The FCC said Tuesday that it had vetted the specs for the
quartet of waiver requests and found them to be "no more advanced"
than the Evolution Broadband boxes it previously waived. It granted the waiver,
saying Public Knowledge's assertion that software upgrades could conceivably
alter those capabilities "does not have merit." But it did say that
hardware modifications could alter them, so that any box that differed from the
specs submitted would require a separate waiver.

The FCC also recently extended a hardship waiver of the rule
by overbuilder RCN and extended the waiver to low-cost HD boxes for the first
time. The FCC instituted the ban on digital set-tops that integrate security
and channel surfing functions in an effort to spur a retail market. But it said
it would entertain waivers for low-cost boxes sans bells and whistles.

The National Cable & Telecommunications Association had
backed the FCC's decision to grant a three-year
waiver of the FCC's integrated set-top ban for Evolution Broadband
, saying
the FCC had long found those waivers to be in the public interest.

Almost immediately after Evolution got its waiver--a
decision in which the FCC also created a fast-track for similar waiver
requests--the four other box manufacturers followed suit

A half-dozen public interest groups led by Public Knowledge asked
the FCC to reconsider the Evolution waiver
, and warned of opening the
floodgates to more requests. That was because it was the FCC's first grant of
such a waiver for a category of boxes, rather than a single cable operator's
request for a specific box. That means that any cable operator can employ the
Evolution box, and now the other boxes, without seeking a waiver individually.
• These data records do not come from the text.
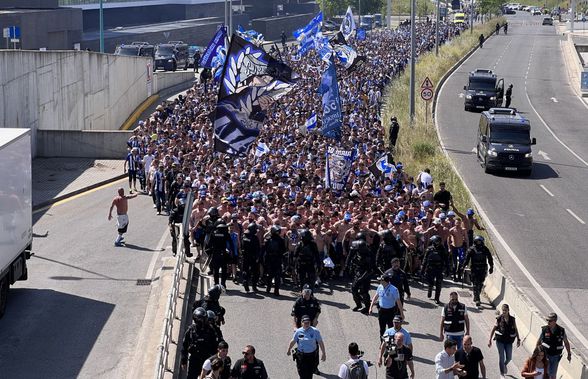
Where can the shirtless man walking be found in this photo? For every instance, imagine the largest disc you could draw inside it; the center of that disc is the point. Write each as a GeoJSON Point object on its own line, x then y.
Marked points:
{"type": "Point", "coordinates": [122, 207]}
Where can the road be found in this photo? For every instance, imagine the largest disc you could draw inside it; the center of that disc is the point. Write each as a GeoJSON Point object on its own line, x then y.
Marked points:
{"type": "Point", "coordinates": [79, 314]}
{"type": "Point", "coordinates": [543, 217]}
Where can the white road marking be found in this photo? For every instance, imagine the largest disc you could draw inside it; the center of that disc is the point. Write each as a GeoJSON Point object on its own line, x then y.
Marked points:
{"type": "Point", "coordinates": [154, 258]}
{"type": "Point", "coordinates": [576, 217]}
{"type": "Point", "coordinates": [546, 190]}
{"type": "Point", "coordinates": [552, 304]}
{"type": "Point", "coordinates": [544, 155]}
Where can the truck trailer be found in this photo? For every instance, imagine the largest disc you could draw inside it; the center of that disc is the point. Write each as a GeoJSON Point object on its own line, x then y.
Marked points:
{"type": "Point", "coordinates": [16, 227]}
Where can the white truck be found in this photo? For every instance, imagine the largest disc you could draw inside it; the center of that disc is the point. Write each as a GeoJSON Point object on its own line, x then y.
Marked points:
{"type": "Point", "coordinates": [16, 228]}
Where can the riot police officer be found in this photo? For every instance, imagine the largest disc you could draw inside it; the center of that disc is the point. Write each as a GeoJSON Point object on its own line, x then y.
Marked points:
{"type": "Point", "coordinates": [389, 249]}
{"type": "Point", "coordinates": [219, 239]}
{"type": "Point", "coordinates": [250, 252]}
{"type": "Point", "coordinates": [199, 343]}
{"type": "Point", "coordinates": [275, 248]}
{"type": "Point", "coordinates": [211, 302]}
{"type": "Point", "coordinates": [480, 258]}
{"type": "Point", "coordinates": [308, 305]}
{"type": "Point", "coordinates": [359, 265]}
{"type": "Point", "coordinates": [433, 267]}
{"type": "Point", "coordinates": [307, 259]}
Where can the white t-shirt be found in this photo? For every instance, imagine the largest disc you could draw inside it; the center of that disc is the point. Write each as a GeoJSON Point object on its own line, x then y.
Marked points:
{"type": "Point", "coordinates": [344, 371]}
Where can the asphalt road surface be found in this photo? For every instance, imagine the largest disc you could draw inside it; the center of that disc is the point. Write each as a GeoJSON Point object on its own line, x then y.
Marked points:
{"type": "Point", "coordinates": [543, 217]}
{"type": "Point", "coordinates": [79, 313]}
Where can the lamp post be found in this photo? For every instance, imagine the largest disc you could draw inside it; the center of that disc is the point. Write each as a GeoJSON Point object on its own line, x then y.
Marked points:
{"type": "Point", "coordinates": [101, 27]}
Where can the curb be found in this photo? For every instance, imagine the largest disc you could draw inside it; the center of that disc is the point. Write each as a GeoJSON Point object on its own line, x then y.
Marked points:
{"type": "Point", "coordinates": [499, 287]}
{"type": "Point", "coordinates": [47, 203]}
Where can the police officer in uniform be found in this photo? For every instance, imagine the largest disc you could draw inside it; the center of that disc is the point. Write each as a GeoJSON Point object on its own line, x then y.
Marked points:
{"type": "Point", "coordinates": [553, 338]}
{"type": "Point", "coordinates": [307, 305]}
{"type": "Point", "coordinates": [308, 339]}
{"type": "Point", "coordinates": [359, 265]}
{"type": "Point", "coordinates": [455, 322]}
{"type": "Point", "coordinates": [199, 343]}
{"type": "Point", "coordinates": [399, 279]}
{"type": "Point", "coordinates": [250, 251]}
{"type": "Point", "coordinates": [479, 258]}
{"type": "Point", "coordinates": [389, 249]}
{"type": "Point", "coordinates": [210, 302]}
{"type": "Point", "coordinates": [275, 248]}
{"type": "Point", "coordinates": [307, 258]}
{"type": "Point", "coordinates": [219, 239]}
{"type": "Point", "coordinates": [433, 267]}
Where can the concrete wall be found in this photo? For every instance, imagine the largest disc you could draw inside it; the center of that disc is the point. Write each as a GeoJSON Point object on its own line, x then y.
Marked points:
{"type": "Point", "coordinates": [82, 144]}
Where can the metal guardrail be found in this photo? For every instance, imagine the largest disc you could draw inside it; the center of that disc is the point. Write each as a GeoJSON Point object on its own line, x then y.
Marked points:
{"type": "Point", "coordinates": [172, 299]}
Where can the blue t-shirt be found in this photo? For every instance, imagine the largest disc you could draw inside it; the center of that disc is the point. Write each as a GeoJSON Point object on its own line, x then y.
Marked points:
{"type": "Point", "coordinates": [307, 339]}
{"type": "Point", "coordinates": [387, 296]}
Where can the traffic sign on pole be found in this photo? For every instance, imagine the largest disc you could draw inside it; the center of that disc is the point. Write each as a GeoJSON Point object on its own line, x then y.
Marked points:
{"type": "Point", "coordinates": [427, 83]}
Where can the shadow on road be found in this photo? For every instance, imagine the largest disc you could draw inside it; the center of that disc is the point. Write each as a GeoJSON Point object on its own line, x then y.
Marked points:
{"type": "Point", "coordinates": [49, 334]}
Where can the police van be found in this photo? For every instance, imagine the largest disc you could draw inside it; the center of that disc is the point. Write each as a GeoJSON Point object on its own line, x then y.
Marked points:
{"type": "Point", "coordinates": [504, 141]}
{"type": "Point", "coordinates": [483, 91]}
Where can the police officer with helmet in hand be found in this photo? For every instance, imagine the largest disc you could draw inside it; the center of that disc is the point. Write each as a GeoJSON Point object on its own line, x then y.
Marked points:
{"type": "Point", "coordinates": [359, 265]}
{"type": "Point", "coordinates": [308, 339]}
{"type": "Point", "coordinates": [275, 248]}
{"type": "Point", "coordinates": [199, 343]}
{"type": "Point", "coordinates": [433, 266]}
{"type": "Point", "coordinates": [479, 258]}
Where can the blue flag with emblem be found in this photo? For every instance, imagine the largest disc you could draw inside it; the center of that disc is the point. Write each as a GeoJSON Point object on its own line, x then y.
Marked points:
{"type": "Point", "coordinates": [332, 116]}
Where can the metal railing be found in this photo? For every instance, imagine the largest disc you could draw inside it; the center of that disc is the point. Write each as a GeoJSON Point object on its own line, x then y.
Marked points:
{"type": "Point", "coordinates": [172, 299]}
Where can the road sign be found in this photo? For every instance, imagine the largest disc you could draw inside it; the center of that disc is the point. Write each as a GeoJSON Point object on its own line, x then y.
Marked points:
{"type": "Point", "coordinates": [427, 94]}
{"type": "Point", "coordinates": [427, 83]}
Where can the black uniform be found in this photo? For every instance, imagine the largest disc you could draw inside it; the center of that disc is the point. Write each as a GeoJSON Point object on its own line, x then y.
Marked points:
{"type": "Point", "coordinates": [307, 260]}
{"type": "Point", "coordinates": [360, 269]}
{"type": "Point", "coordinates": [250, 252]}
{"type": "Point", "coordinates": [217, 244]}
{"type": "Point", "coordinates": [275, 247]}
{"type": "Point", "coordinates": [433, 268]}
{"type": "Point", "coordinates": [480, 258]}
{"type": "Point", "coordinates": [200, 343]}
{"type": "Point", "coordinates": [310, 308]}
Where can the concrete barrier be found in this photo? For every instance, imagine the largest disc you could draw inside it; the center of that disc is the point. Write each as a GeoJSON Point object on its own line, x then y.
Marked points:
{"type": "Point", "coordinates": [105, 144]}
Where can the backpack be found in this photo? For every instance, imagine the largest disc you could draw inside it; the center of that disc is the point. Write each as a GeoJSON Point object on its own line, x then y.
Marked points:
{"type": "Point", "coordinates": [355, 370]}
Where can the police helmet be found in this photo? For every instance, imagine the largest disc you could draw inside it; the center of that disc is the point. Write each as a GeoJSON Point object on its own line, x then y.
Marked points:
{"type": "Point", "coordinates": [275, 230]}
{"type": "Point", "coordinates": [213, 212]}
{"type": "Point", "coordinates": [252, 228]}
{"type": "Point", "coordinates": [215, 291]}
{"type": "Point", "coordinates": [306, 235]}
{"type": "Point", "coordinates": [360, 236]}
{"type": "Point", "coordinates": [199, 314]}
{"type": "Point", "coordinates": [479, 240]}
{"type": "Point", "coordinates": [435, 240]}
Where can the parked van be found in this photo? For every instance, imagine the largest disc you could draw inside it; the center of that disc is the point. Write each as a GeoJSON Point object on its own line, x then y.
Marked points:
{"type": "Point", "coordinates": [171, 56]}
{"type": "Point", "coordinates": [504, 141]}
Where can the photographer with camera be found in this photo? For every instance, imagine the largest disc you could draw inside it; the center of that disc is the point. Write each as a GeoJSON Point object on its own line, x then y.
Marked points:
{"type": "Point", "coordinates": [398, 358]}
{"type": "Point", "coordinates": [355, 367]}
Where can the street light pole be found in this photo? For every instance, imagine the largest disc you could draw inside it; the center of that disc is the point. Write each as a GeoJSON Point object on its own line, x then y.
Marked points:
{"type": "Point", "coordinates": [437, 28]}
{"type": "Point", "coordinates": [412, 58]}
{"type": "Point", "coordinates": [101, 27]}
NCTA said in a filing in support of the Evolution decision
that "the commission specifically invited the filing of such requests and
established a streamlined process," adding that the competition will keep
prices low and won't threaten a retail market that is "developing around
devices with more advanced capabilities."

In granting Evolution the waiver, the FCC did invite others
to follow suit. "We recognize the potential competitive implications of
this outcome and will attempt to ensure that other manufacturers with similar
devices can enter and compete as quickly as possible," the commission
order said. The FCC said it would put the requests out for comment for only 10
days, then act on them, suggesting it would "expeditiously grant"
those waivers for similarly situated boxes.
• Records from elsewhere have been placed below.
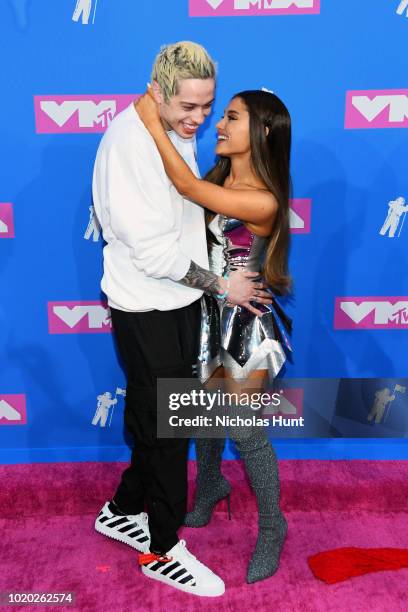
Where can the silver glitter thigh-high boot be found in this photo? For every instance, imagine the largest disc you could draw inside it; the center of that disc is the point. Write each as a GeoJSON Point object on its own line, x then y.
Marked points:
{"type": "Point", "coordinates": [262, 469]}
{"type": "Point", "coordinates": [211, 484]}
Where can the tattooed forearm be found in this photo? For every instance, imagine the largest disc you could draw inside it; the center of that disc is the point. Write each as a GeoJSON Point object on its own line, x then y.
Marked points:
{"type": "Point", "coordinates": [199, 278]}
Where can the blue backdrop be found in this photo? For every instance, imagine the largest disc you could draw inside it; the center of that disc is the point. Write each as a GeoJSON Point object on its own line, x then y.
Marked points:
{"type": "Point", "coordinates": [340, 67]}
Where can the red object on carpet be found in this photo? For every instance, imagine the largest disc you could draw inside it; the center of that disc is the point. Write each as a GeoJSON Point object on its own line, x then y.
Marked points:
{"type": "Point", "coordinates": [340, 564]}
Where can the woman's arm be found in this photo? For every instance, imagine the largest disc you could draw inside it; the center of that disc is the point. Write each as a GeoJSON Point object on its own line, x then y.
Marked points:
{"type": "Point", "coordinates": [255, 207]}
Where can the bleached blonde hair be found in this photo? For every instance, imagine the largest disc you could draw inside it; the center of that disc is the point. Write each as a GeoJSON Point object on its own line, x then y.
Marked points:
{"type": "Point", "coordinates": [178, 61]}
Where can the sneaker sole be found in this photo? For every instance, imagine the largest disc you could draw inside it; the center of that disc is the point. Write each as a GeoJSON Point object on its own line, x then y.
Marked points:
{"type": "Point", "coordinates": [181, 587]}
{"type": "Point", "coordinates": [143, 548]}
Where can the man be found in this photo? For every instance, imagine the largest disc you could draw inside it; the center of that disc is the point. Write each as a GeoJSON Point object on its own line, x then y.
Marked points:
{"type": "Point", "coordinates": [155, 271]}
"The ACA is pleased that the FCC is adopting policies that will allow small, independent cable providers to deploy low-cost digital set-top boxes to their customers," said American Cable Association President Matthew Polka. "The FCC's approach lowers the cost to offer digital television service to consumers and helps ACA members transition to all-digital networks and utilize old analog bandwidth to provide more HDTV channels, faster broadband access speeds, and feature-rich digital phone service."
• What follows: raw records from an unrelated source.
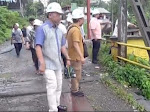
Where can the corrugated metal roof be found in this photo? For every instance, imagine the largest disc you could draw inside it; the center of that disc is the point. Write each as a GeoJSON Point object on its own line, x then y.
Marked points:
{"type": "Point", "coordinates": [102, 10]}
{"type": "Point", "coordinates": [8, 0]}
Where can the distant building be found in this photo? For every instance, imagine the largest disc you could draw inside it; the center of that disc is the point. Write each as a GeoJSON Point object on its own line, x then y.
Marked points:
{"type": "Point", "coordinates": [14, 4]}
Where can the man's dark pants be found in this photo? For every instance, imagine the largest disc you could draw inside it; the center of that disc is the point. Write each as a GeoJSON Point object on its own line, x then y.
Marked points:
{"type": "Point", "coordinates": [96, 47]}
{"type": "Point", "coordinates": [18, 47]}
{"type": "Point", "coordinates": [34, 58]}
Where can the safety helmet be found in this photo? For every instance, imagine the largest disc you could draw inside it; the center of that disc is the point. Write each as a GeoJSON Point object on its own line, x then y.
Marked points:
{"type": "Point", "coordinates": [77, 14]}
{"type": "Point", "coordinates": [95, 11]}
{"type": "Point", "coordinates": [37, 22]}
{"type": "Point", "coordinates": [54, 7]}
{"type": "Point", "coordinates": [17, 24]}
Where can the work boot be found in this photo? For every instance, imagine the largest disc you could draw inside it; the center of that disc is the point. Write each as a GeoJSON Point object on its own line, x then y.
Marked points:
{"type": "Point", "coordinates": [62, 108]}
{"type": "Point", "coordinates": [79, 94]}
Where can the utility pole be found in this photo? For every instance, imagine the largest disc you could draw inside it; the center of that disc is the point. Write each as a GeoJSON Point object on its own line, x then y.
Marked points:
{"type": "Point", "coordinates": [88, 17]}
{"type": "Point", "coordinates": [122, 27]}
{"type": "Point", "coordinates": [112, 15]}
{"type": "Point", "coordinates": [142, 21]}
{"type": "Point", "coordinates": [21, 8]}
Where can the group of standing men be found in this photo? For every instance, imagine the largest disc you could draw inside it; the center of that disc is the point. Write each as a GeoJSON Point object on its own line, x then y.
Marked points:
{"type": "Point", "coordinates": [47, 42]}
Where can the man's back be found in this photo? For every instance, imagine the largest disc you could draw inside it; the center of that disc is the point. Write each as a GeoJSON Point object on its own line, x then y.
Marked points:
{"type": "Point", "coordinates": [74, 35]}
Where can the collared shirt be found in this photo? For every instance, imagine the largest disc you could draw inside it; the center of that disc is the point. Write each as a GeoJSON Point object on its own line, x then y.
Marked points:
{"type": "Point", "coordinates": [96, 27]}
{"type": "Point", "coordinates": [74, 35]}
{"type": "Point", "coordinates": [51, 39]}
{"type": "Point", "coordinates": [17, 35]}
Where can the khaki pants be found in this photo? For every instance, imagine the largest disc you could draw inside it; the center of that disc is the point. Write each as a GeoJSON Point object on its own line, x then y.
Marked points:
{"type": "Point", "coordinates": [54, 87]}
{"type": "Point", "coordinates": [77, 65]}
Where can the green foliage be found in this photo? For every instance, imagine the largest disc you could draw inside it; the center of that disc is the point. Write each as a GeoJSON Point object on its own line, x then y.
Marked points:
{"type": "Point", "coordinates": [134, 76]}
{"type": "Point", "coordinates": [35, 9]}
{"type": "Point", "coordinates": [7, 19]}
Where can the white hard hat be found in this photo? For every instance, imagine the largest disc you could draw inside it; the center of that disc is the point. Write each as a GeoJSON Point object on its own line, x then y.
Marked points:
{"type": "Point", "coordinates": [17, 24]}
{"type": "Point", "coordinates": [37, 22]}
{"type": "Point", "coordinates": [95, 11]}
{"type": "Point", "coordinates": [54, 7]}
{"type": "Point", "coordinates": [77, 14]}
{"type": "Point", "coordinates": [69, 19]}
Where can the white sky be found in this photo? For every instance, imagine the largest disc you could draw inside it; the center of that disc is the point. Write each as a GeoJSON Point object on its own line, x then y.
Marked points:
{"type": "Point", "coordinates": [106, 0]}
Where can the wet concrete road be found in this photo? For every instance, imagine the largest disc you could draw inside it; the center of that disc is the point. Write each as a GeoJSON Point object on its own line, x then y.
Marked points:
{"type": "Point", "coordinates": [22, 90]}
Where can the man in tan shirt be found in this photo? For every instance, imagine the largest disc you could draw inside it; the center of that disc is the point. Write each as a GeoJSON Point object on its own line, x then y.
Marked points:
{"type": "Point", "coordinates": [75, 50]}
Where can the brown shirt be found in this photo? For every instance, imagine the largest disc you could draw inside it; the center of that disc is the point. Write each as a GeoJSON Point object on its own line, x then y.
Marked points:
{"type": "Point", "coordinates": [74, 35]}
“We are disappointed that the Media Bureau granted the waivers for low-end set-top boxes, which lock in advantages the cable companies already have while offering consumers set-top boxes with fewer features than they might otherwise get in an open market," said Public Knowledge President Gigi Sohn. "The larger issue is whether the Commission is doing what Congress required back in 1996, when the Telecom Act promised an open, competitive market for full-featured set-top boxes. That vision would have given consumers more choices and more features. It’s that goal to which the Commission should aspire, rather than continually lowering the bar through the waiver process.”

ACA wants the FCC to give the waiver-eligible boxes more features, pushing it to expand the general wiaver on a whole class of boxes to ones that can process HD signals. The FCC has already granted one such wavier. "We encourage the agency to now turn its attention to the pending waiver request for HD-capable, low-cost and low-functionality consumer devices that would permit more consumers to receive HD content at a low cost," said Polka.